桌上的礼物差不多都送出去了,罗大爷不在家,等他以后回来了再给他,还有一个盒子是给顾冬生的。
“好啦,我先上去找我二哥了!把礼物送给他。”
顺便将她在凡间打听到的那件事告诉二哥!
鱼缸旁,黑鼠艳羡地瞧着眼前的画面,瘪着嘴,特心酸。当老鼠的只有人人喊打的份,要是能有人送她一份礼物,该多好。
“好羡慕呜呜呜,他们每个人都有礼物。老龟,你也和我一样,没有礼物收吗?”
老龟沧桑的声音悠悠地传入黑鼠耳中。
“不,我也有礼物,看到这些小乌龟了吗?是佑宁买回来陪我的。”
透明的大玻璃钢中游着几只小乌龟,小乌龟游到玄龟身侧,往玄龟背上爬。
看到这一幕,黑鼠更加心酸了,肉粉色鼻子抖得厉害。
现在好了,只有她一个人没有礼物收。
眼泪要掉下来之前,月恒走到黑鼠身边,手里拿着一个双层吊坠,上层缠着一个五角星,下层挂着两片银灰色羽毛,海星,木珠子。

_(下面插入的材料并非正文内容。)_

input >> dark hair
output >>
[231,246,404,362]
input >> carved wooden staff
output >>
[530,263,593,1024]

月恒轻柔地掐住她的身子,笑着对她说:“小黑,这是我送给你的吊坠。”
这张脸在她面前放大数倍,嘴角还沾着未干的奶油,淡淡的奶油香,香甜好闻。
说完,将吊坠系在黑鼠的脖子上。
这只黑鼠眼珠子贼大,黑色的毛光泽顺滑,头顶有一小戳白毛,长得还挺眉清目秀。
黑鼠捧着脖子上的挂坠,吸了吸鼻子,抱着月恒的手,感动得稀里哗啦。这位好大哥不仅给吃给喝给住不嫌弃她,还送她礼物。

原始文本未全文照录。